But the aforementioned discoveries did give us some good clues about the limits of consciousness (its time resolution, for instance), and avenues for thinking about how to create it artificially, and how morally concerned we should be about canned tuna’s dolphin-safe status. Certainly they blew dualism right out of the water (as far as most people are concerned).  It seems like the truth of the holographic hypothesis — and that we experience ourselves as part of the holographic projection and not of the underlying lower-dimensional brane — could also have some implications for how we think about, say, the possibility of panpsychism.

Or maybe not!  My aim is not to imply that the HH could be cause for a “nothing is real!”-style freakout, but I do think there might be more meat here than Matt’s first impression implies.

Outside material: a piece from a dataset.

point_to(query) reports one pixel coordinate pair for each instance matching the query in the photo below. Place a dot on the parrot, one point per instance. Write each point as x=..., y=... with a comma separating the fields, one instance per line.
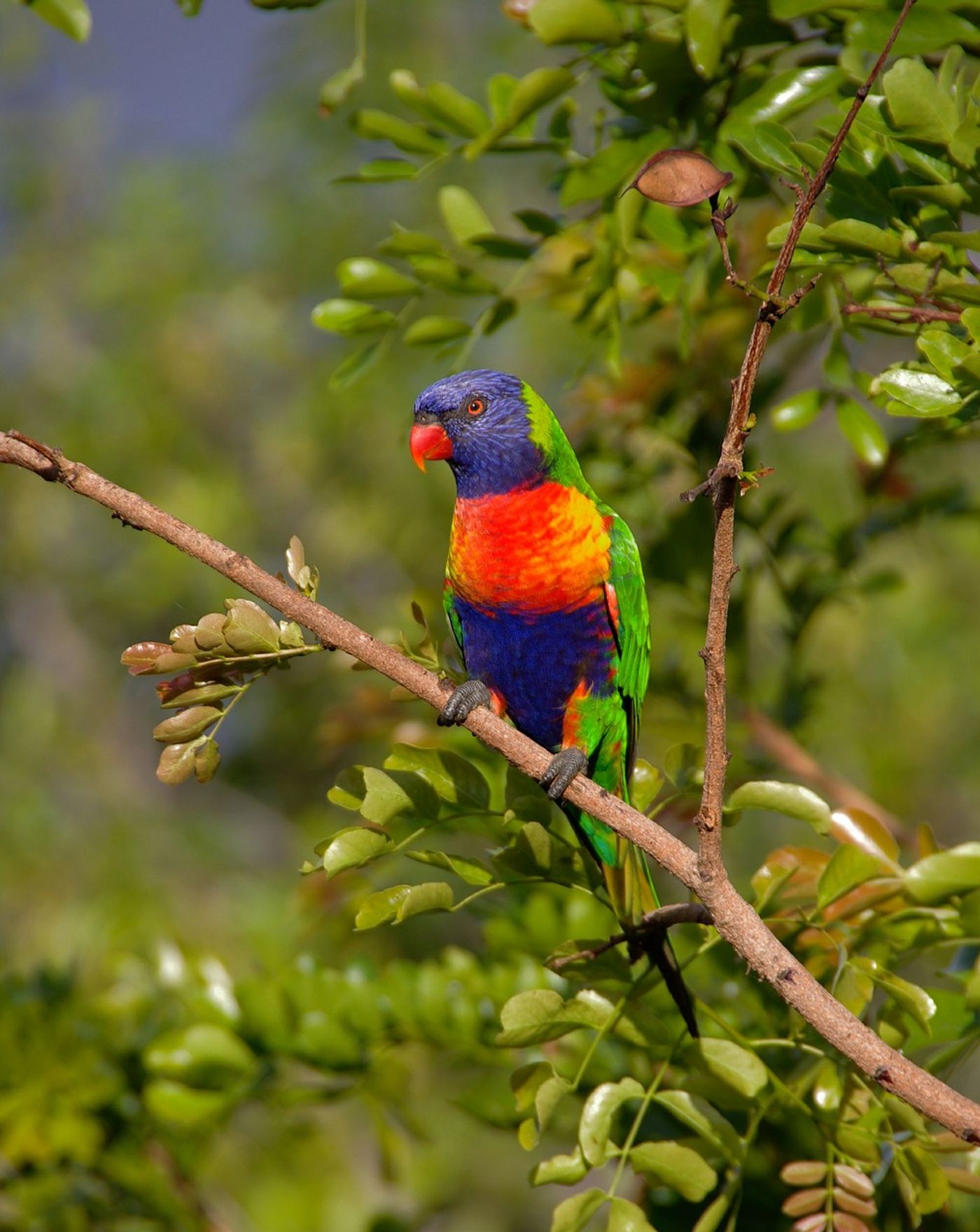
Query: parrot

On the other hand, the most likely explanation is that I’m fundamentally misunderstanding (or New Scientist misconstruing) the HH.

Matt has taken my offhanded complaint about DC beer prices and placed it within the context of social justice, noting that DC’s high wages account for its high beer prices (our average drink prices are comparable to New York’s; our median annual wage, at $57.1k, is somewhat higher than New York’s, at $52.8k; both are significantly above the national median of $42.3k). His basic project is all to the good: thus is the charge of any thoughtful person concerned with the common weal and/or our ability to drink away worries about the state it’s in.

However! I object to his specific analysis of the situation for two reasons.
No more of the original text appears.